MUMBAI, India, Feb. 27 -- Intellectual Property India has published a patent application (202631020380 A) filed by Jis College Of Engineering, Kalyani, West Bengal, on Feb. 21, for 'including compiler-directed waveguide conversion to a photonic tensor-core booster.'
Inventor(s) include Mr. Subhodip Koley; Mr. Pronay Pal; Debasish Saha Roy; Rudra Samanta; Shibani Debnath; Jaya Bhattacharjee; and Jayashree Dhara.
The application for the patent was published on Feb. 27, under issue no. 09/2026.

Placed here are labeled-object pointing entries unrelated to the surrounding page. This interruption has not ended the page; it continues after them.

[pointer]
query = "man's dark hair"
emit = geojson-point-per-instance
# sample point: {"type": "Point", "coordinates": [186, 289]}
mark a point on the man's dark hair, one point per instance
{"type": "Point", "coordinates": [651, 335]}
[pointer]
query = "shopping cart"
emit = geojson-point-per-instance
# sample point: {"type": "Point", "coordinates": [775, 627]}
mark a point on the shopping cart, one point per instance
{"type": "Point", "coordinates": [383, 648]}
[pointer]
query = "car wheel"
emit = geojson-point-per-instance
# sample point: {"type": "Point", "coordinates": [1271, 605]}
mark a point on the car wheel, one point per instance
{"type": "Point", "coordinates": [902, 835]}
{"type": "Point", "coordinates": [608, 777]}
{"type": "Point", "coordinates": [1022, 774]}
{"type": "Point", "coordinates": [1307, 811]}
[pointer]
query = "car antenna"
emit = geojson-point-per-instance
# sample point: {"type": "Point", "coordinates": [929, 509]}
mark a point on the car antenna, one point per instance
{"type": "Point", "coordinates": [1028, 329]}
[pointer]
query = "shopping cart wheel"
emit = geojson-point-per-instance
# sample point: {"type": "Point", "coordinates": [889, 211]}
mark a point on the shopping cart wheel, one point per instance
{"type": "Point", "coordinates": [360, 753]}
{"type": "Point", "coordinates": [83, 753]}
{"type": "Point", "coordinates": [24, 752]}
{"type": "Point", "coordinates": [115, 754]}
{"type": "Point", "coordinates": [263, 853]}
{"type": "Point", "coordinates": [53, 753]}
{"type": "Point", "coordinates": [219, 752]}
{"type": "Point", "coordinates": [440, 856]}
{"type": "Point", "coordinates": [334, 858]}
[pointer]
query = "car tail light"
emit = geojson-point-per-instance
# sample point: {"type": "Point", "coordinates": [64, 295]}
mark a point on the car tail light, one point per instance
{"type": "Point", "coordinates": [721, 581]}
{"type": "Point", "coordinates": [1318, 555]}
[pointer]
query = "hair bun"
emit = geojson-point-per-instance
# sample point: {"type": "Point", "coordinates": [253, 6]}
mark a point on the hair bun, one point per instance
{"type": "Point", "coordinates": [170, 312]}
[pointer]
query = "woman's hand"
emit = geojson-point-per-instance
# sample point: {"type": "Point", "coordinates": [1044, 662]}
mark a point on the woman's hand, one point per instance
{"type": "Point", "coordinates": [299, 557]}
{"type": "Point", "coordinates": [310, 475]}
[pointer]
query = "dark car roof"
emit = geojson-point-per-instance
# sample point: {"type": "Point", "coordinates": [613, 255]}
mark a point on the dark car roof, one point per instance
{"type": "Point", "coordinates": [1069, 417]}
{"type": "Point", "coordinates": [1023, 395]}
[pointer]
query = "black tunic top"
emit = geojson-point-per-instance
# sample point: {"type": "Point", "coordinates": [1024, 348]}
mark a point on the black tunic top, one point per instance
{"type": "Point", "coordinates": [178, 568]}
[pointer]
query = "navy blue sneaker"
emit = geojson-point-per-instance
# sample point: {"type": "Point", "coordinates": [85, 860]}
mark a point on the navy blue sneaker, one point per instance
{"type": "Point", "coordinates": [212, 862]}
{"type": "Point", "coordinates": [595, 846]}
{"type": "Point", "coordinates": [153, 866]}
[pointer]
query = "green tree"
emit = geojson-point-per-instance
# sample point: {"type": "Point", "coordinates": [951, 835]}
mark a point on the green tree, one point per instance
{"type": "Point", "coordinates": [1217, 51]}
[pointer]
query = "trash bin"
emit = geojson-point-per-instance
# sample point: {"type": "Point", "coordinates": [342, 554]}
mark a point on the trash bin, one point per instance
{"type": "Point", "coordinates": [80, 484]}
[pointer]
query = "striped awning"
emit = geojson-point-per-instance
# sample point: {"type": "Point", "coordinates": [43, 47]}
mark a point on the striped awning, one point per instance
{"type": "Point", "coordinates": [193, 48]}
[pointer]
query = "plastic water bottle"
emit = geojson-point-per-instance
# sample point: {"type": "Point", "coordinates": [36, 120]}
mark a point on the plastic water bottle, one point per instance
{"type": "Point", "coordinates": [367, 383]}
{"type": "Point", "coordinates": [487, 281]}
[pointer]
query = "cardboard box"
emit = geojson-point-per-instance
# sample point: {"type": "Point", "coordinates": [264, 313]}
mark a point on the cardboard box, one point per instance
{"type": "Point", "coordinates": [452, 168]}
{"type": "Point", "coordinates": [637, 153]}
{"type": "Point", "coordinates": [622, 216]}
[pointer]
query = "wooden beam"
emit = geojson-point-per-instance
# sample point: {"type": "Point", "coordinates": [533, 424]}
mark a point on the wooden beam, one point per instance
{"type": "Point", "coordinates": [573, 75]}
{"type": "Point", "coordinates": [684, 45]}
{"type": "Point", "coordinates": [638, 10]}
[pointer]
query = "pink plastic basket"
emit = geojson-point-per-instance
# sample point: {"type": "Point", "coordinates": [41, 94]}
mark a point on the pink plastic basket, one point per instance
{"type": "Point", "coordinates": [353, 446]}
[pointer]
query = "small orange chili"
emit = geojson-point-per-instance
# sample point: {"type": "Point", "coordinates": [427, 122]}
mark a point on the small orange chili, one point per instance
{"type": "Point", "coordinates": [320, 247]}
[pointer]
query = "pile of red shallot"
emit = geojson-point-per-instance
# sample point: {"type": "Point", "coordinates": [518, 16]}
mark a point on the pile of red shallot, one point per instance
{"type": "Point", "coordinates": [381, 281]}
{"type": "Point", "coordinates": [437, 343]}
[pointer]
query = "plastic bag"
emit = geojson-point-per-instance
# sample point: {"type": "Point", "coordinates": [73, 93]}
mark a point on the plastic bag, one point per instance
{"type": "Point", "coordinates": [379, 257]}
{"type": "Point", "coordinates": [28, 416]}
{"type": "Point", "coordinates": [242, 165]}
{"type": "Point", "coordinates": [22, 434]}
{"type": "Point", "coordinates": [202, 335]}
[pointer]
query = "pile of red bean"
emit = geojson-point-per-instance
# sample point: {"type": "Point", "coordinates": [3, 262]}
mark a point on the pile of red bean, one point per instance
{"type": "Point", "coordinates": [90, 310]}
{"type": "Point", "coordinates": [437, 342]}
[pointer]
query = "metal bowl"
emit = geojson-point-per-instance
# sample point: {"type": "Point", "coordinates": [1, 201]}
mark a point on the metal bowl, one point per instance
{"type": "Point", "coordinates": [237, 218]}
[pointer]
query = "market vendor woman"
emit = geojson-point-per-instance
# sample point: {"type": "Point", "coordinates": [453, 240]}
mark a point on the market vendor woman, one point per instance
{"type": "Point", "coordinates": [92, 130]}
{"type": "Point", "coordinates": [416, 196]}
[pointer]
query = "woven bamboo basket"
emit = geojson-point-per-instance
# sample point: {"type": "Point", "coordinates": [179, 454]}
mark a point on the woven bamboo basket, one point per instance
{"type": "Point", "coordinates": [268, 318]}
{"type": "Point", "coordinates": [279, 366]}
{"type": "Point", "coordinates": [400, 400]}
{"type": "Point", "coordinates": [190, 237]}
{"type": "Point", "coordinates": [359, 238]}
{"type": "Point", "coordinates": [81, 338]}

According to the abstract released by the Intellectual Property India: "Reconfigurable photonic tensor-core accelerators use compiler-directed hardware design to combine the ultra-fast, low-energy properties of integrated silicon photonics. A dense network of optical waveguides connects a mesh of microring-resonator multiply-accumulate cells on a chip. At each junction, a thermo-optic or electro-optic 2x2 switch sends light between two orthogonal paths in less than a nanosecond. A domain-specific compiler finds sparsity in high-level tensor-computation graphs for machine learning and breaks up non-zero sub-tensors into photonic mesh patches that are next to each other. The compiler makes reconfiguration byte-code that changes all of the on-chip switches and sends resonance-detuning values to digital-to-analog converters that run microring heaters before each layer of the neural network. So, in real time, physical optical routing is set up for each layer's connection, keeping idle waveguides dark and not wasting any optical energy. A built-in calibration engine keeps an eye on how the resonance peak moves because of changes in temperature and manufacturing. It uses closed-loop feedback to change the heater currents to keep the detuning precision within five picometres, so it stays accurate without outside help. Photodiode arrays convert the analogue outputs of optical MAC operations into digital signals that can be stored in an electronic buffer before being sent over PCIe or Compute Express Link. A new LLVM back-end and lightweight runtime API make the whole hardware-software stack available, letting TensorFlow and PyTorch workloads offload computation kernels without any problems. The accelerator has 10 times the energy efficiency and 6 times the performance-per-area of fixed-topology photonic neural-network prototypes, thanks to compiler-directed waveguide reconfiguration. Routing patterns are coded at compile time, so the same silicon can run future model designs, like sparsely activated mixture-of-experts and adaptive transformer versions, without having to change the mask. This makes the product last longer and lowers the costs of non-recurring engineering. The idea provides a scalable, adaptable, and software-compatible pathway to photonic AI acceleration, resolving the rigidity and calibration challenges that have impeded the commercial feasibility of integrated optical computing systems."